Several calibration methods for gas sensor range

The calibration of the gas sensor range can be quite easy or very complicated and expensive, depending on the type and concentration of the gas. In principle, in order to achieve satisfactory accuracy, an equilibrium mixture of target gas and background ambient gas is the best calibration gas. However, although it can be done, the skill requirements for the operator are higher than normal. In fact, most calibration gases are purchased from chemical factories. The following sections describe several methods for span calibration.

A. Premixed calibration gas

The method of premixing the calibration gas is the preferred and most popular method for gas sensor calibration. The premixed calibration gas can be compressed and stored in a cylinder at a certain pressure. The size of these bottles can be arbitrary, but on site, people prefer small and light cylinders. These small and portable cylinders can be divided into two categories: low pressure and high pressure gas equipment.

Low-pressure gas cylinders are thin and light in weight and are usually not recycled and disposable. High pressure cylinders are designed for the purification of hazardous materials. For calibration gases, these cylinders are typically thick and can withstand 2000 psi.

For the calibration of the sensor, a high pressure gas is required to flow out of the high pressure gas cylinder, and a pressure reducer is required. It consists of a pressure controller, a pressure gauge, and a flow restrictor. The flow restrictor is a very small wire hole that allows a certain amount of air flow to be applied at a given pressure.

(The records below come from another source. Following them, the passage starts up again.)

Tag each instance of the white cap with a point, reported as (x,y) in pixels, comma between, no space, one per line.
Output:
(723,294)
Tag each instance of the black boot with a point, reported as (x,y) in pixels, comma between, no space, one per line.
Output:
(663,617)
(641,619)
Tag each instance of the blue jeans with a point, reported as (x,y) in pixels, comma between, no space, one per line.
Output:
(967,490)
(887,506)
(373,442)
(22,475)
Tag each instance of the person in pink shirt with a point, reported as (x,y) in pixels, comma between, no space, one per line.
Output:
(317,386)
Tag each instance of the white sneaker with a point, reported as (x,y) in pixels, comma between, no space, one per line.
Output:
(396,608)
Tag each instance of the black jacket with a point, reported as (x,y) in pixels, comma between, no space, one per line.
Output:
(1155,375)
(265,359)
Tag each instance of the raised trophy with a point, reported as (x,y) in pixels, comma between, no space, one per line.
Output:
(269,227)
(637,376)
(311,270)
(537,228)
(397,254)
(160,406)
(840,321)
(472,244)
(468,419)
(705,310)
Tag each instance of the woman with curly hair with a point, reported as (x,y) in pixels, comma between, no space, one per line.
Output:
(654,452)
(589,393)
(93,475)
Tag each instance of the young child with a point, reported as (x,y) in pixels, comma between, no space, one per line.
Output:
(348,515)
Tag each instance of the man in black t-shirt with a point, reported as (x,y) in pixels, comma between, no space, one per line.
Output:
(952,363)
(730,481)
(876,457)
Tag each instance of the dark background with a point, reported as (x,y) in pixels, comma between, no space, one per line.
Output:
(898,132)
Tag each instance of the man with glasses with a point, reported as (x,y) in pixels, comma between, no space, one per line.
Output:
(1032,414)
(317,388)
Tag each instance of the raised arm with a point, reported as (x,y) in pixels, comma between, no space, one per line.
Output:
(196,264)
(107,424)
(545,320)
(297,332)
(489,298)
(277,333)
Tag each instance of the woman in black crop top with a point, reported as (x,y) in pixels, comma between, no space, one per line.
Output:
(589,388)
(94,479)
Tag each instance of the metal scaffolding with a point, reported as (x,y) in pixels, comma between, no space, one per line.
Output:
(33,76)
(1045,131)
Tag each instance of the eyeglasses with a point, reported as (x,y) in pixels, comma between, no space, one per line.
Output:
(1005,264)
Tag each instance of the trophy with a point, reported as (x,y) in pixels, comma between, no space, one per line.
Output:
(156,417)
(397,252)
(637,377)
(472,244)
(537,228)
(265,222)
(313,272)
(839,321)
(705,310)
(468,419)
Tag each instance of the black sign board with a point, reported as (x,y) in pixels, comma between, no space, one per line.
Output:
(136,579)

Some sensors require moisture in order to get proper readings during the calibration process. This humidification process step is set with the sensor zero point.

B. Osmotic equipment

The osmotic device is a sealed container containing a gas-liquid equilibrium chemical. Gas molecules penetrate through the edges or caps of the infiltration container. The rate of penetration of gas molecules depends on the permeability and temperature of the material. Permeability is stable over long periods. A constant calibration gas formed by mixing with osmotic chemicals knows its permeability after temperature is given. This requires a constant temperature gauge and flow controller. However, the permeate tube continuously delivers chemicals at a constant rate, with storage and safety issues. The permeability of a given gas may be too high or too low for the application. For example, a gas with a high vapor pressure permeates too quickly and a very low vapor pressure gas chemistry has a permeability that is too low for any use.

Most osmotic devices can be found in the laboratory and are often used on analytical instruments. For gas monitoring, the concentration required for sensor calibration is a typical high permeability device. Therefore its application is limited.

C. Cross calibration

Using cross-calibration methods, mainly each sensor is subject to interference from other gases. For example, to calibrate 100% LEL of ethane gas, usually 50% ELE methane gas is used instead of the actual ethane gas. This is because ethane has a low vapor pressure in a liquid state at room temperature. Therefore, it is very difficult to use a precise mixture and keep it under high pressure.

In other words, methane has a very high vapor pressure and is very stable. In addition, it can be mixed with air and kept under high pressure. Compared to ethane mixtures, methane can be used in more calibration applications, while it has a long life. A 50% ethane mixture is readily available. Therefore, manufacturers of flammable gas alarms recommend the use of methane as a substitute for other gases.

There are two ways to accomplish methane as a substitute for calibrating other gases. The first method is to calibrate the flammable gas alarm with methane and, at the same time, multiply the response obtained by the manual by the response factor in the manual. This is the case with the most commonly used catalytic sensors.

The catalytic sensor is the line output, so the response factor is used in accordance with the full scale range. For example, when calibrating a sensor with methane, the output of pentane is only half that of methane. Therefore, the response factor of pentane is 0.5. So when the sensor actually detects pentane and meters with methane, the reading is multiplied by 0.5 to get a pentane reading.

The second method still uses methane as the calibration gas, but the calibration reading is doubled. For example, 100% LEL pentane is calibrated using a 50% LEL methane calibration gas. Although the calibration uses methane gas, after the instrument is calibrated, it reads the concentration of pentane gas.

Many low range hazardous gas sensors can be calibrated using cross gas. Similarly, infrared detectors absorb at the same wavelength for any gas and can be cross-calibrated. The advantage of the cross-calibration method is that it allows the calibration of the sensor to be easily obtained and processed using a gas.

However, there are some problems with the method of cross-calibration. First, the response factor of each sensor is different because it is impossible to make each sensor the same when manufacturing the sensor. For example, in a catalytic sensor, the heater voltage is described in the manual. In addition, the response factor cannot be used. The response characteristics will vary with the setting of the heater voltage. Therefore, it is a good method to calibrate the sensor for periodic detection using the actual target gas.

Stable non-flammable and non-toxic gases of various concentrations are available from suppliers. Please contact the instrument manufacturer for details.

D. Gas mixing

Not all calibration gases are available. Even if it is available, it is possible that the calibration gas is not available at a certain concentration or a fixed background mixture. However, many mixtures can be calibrated for low concentration range gas monitors after dilution.